Using five million such images, researchers have taken a first step toward this capability in a new study.
Eric Xing, associate professor of machine learning, computer science, and language technologies at Carnegie Mellon University, and Gunhee Kim, then a Ph.D. student in computer science, looked at images associated with 48 brands in four categories—sports, luxury, beer, and fast food. The images came from popular photo-sharing sites such as Pinterest and Flickr.
Their automated process produced clusters of photos that are typical of certain brands—watch images with Rolex, tartan plaid with Burberry. But some of the highly ranked associations underscored the type of information particularly associated with images and especially with images from social media sites.
For instance, clusters for Rolex included images of horse-riding and auto-racing events, which the watchmaker sponsored. Many wedding clusters were highly associated with the French fashion house of Louis Vuitton.
Both instances, Kim notes, are events where people tend to take and share lots of photos, each of which is an opportunity to show brands in the context in which they are used and experienced.
Marketers are always trying to get inside the heads of customers to find out what a brand name makes them think or feel. What does “Nike” bring to mind? Tiger Woods? Shoes? Basketball?
Researchers have used questionnaires to gather this information, but, with the advent of online communities, more emphasis is being placed on analyzing texts that people post to social media.
“Now, the question is whether we can leverage the billions of online photos that people have uploaded,” says Kim, now with Disney Research Pittsburgh. Digital cameras and smartphones have made it easy for people to snap and share photos from their daily lives, many of which relate in some way to one brand or another.
“Our work is the first attempt to perform such photo-based association analysis,” Kim says. “We cannot completely replace text-based analysis, but already we have shown this method can provide information that complements existing brand associations.”
From images to ads
Kim and Xing obtained photos that people had shared and had tagged with one of 48 brand names. They developed a method for analyzing the overall appearance of the photos and clustering similar appearing images together, providing core visual concepts associated with each brand.
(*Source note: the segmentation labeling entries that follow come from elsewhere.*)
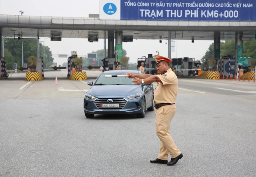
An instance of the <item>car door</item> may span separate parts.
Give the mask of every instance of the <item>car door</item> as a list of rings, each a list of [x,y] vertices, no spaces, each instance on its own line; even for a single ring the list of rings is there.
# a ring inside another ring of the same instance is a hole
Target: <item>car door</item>
[[[152,101],[152,96],[153,95],[152,92],[152,90],[151,89],[153,89],[153,86],[152,88],[151,86],[152,84],[147,84],[143,85],[143,91],[144,92],[144,94],[146,98],[146,108],[148,108],[151,106]]]

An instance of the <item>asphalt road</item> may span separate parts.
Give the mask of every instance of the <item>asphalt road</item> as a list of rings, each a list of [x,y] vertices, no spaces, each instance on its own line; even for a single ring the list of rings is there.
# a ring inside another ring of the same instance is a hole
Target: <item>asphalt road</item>
[[[256,83],[179,79],[170,132],[184,157],[167,166],[149,162],[154,112],[86,118],[86,83],[100,72],[66,72],[0,80],[0,177],[256,176]]]

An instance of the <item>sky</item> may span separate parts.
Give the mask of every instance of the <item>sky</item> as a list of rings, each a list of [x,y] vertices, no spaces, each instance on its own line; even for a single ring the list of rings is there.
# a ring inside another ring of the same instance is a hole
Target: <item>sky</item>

They also developed an algorithm that would then isolate the portion of the image associated with the brand, such as identifying a Burger King sign along a highway, or adidas apparel worn by someone in a photo.
Kim emphasizes that this work represents just the first step toward mining marketing data from images. But it also suggests some new directions and some additional applications of computer vision in electronic commerce.
For instance, it may be possible to generate keywords from images people have posted and use those keywords to direct relevant advertisements to that individual, in much the same way sponsored search now does with text queries.
Kim will present the research December 7 at the IEEE Workshop on Large Scale Visual Commerce in Sydney, Australia, and at WSDM 2014, an international conference on search and data mining on the web, February 24-28 in New York City. The National Science Foundation and Google supported the work.